Treatment of PMDD is directed at preventing or minimizing symptoms and may include:
- Antidepressants. Selective serotonin reuptake inhibitors (SSRIs), such as fluoxetine (Prozac, Sarafem, others) and sertraline (Zoloft) may reduce emotional symptoms and other symptoms, such as fatigue, food cravings and sleep problems. You can reduce symptoms of PMDD by taking SSRIs all month or only in the interval between ovulation and the start of your period.
- Birth control pills. Taking birth control pills stops ovulation and stabilizes hormonal ups and downs, reducing PMS and PMDD symptoms for some women.
- Nutritional supplements. Consuming 1,200 milligrams of dietary and supplemental calcium daily may possibly reduce symptoms of PMS and PMDD. Vitamin B-6, magnesium and L-tryptophan also may help, but talk with your doctor for advice before taking any supplements.
- Herbal remedies. Some studies suggest that chasteberry may possibly reduce irritability, mood swings, anger and headaches associated with PMDD, but more research is needed. The Food and Drug Administration doesn't regulate herbal supplements, so talk with your doctor before trying them.
- Diet and lifestyle changes. Regular exercise often reduces premenstrual symptoms. Cutting back caffeine can help reduce anxiety and irritability. Eating carbohydrates — in small, more frequent meals — may help reduce the severity of mood symptoms.
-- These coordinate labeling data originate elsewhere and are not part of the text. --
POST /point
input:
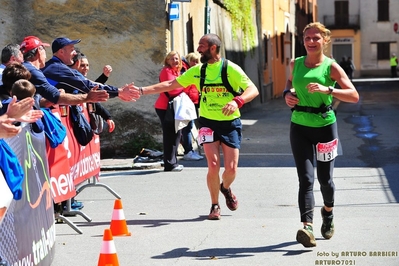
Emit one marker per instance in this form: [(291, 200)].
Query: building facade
[(363, 30)]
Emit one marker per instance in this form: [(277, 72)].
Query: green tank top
[(302, 76)]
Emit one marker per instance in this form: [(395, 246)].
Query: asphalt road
[(166, 212)]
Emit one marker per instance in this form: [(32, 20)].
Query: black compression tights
[(303, 141)]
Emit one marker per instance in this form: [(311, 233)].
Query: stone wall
[(132, 36)]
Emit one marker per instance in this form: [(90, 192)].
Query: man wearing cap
[(34, 54), (58, 72)]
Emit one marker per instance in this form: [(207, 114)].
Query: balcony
[(342, 22)]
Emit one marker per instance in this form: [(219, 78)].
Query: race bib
[(326, 152), (205, 135)]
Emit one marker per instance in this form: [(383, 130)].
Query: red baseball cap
[(31, 42)]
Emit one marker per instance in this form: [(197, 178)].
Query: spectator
[(33, 50), (351, 67), (219, 117), (57, 70), (13, 72), (192, 92), (81, 63), (10, 54), (171, 138)]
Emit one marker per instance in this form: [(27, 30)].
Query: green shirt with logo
[(302, 76), (214, 96)]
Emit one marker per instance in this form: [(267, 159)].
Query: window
[(383, 10), (383, 50)]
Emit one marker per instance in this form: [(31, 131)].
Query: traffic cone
[(108, 255), (118, 223)]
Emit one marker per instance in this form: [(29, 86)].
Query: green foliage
[(241, 18), (143, 140)]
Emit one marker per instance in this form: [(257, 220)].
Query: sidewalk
[(167, 212)]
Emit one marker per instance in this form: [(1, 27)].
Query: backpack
[(80, 126), (225, 81), (12, 170), (54, 130)]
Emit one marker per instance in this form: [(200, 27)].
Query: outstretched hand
[(7, 129), (17, 109), (95, 95), (31, 116)]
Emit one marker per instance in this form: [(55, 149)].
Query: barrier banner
[(71, 163), (27, 232)]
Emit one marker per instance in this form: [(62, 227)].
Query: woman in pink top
[(171, 139)]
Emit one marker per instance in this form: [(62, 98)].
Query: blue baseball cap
[(62, 42)]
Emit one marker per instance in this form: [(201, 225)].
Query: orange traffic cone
[(108, 255), (118, 222)]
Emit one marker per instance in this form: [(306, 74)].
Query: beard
[(206, 56)]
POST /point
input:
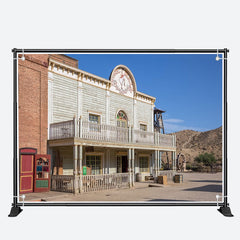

Also, try to avoid emotional triggers, such as arguments over financial issues or relationship problems, if possible.
Review your symptoms with your doctor. A thorough medical evaluation may determine if symptoms are due to PMDD or some other condition. If you're diagnosed with PMDD, your doctor can recommend specific treatments to help minimize symptoms.